Originaltext des Verfassungsgerichtshofes kursiv gesetzt

1. Welche gesetzlichen Vorschriften hat der Verfassungsgerichtshof für verfassungswidrig erklärt und was bestimmen diese Vorschriften?

Der Verfassungsgerichtshof hat Art. 1 §§ 2 Abs. 1 und 3 Abs. 1 Satz 1 des Gesetzes zur Anpassung der Dienst- und Versorgungsbezüge 2013/2014 sowie zur Änderung weiterer dienstrechtlicher Vorschriften im Land Nordrhein-Westfalen vom 16. Juli 2013 (Gesetz- und Verordnungsblatt NRW 2013, S. 486, www.recht.nrw.de) für verfassungswidrig erklärt, soweit die Besoldungsgruppen A 11 bis A 16 sowie die Besoldungsordnungen B, C, H, R und W betroffen sind.

Mit diesen Vorschriften hat der Gesetzgeber die Grundgehälter der Beamten und Richter gestaffelt nach Besoldungsgruppen erhöht.
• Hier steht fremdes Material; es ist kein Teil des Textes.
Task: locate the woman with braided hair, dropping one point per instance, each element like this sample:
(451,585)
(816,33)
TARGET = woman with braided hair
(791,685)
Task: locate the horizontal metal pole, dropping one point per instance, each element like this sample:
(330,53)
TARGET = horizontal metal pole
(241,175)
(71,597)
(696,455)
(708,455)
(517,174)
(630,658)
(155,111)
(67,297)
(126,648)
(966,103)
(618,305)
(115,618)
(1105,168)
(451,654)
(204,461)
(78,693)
Die Grundgehälter der Besoldungsgruppen A 2 bis A 10 sind entsprechend dem Ergebnis der Tarifverhandlungen für die Arbeitnehmer im öffentlichen Dienst für die Jahre 2013 und 2014 um insgesamt 5,6 % angehoben worden. Für die Besoldungsgruppen A 11 und A 12 beträgt die Erhöhung der Grundgehälter insgesamt 2 %, für alle anderen Beamten und die Richter ist keine Erhöhung der Grundgehälter vorgesehen. Weitere Bestandteile der Besoldung, wie z.B. der Familienzuschlag, sind für alle Beamten und Richter einheitlich um 5,6 % erhöht worden. Das Grundgehalt macht den bei weitem größten Teil des Einkommens der Beamten und Richter aus. Diese Regelungen galten sowohl für in einem aktiven Dienstverhältnis stehende als auch für im Ruhestand befindliche Beamte und Richter. Kennzeichnend für die gestaffelte Anpassung ist, dass sie sich auch bei weiteren Besoldungsanpassungen fortsetzt, sofern der Gesetzgeber keine Korrekturen vornimmt.

Die Besoldungsordnungen A und B setzen die Besoldung für die Beamten mit Ausnahmen der Professoren und Staatsanwälte fest. Die Besoldungsordnungen C, H und W gelten für Professoren, die Besoldungsordnung R gilt für Richter und Staatsanwälte.

2. Wer ist durch die für verfassungswidrig erklärten Vorschriften betroffen?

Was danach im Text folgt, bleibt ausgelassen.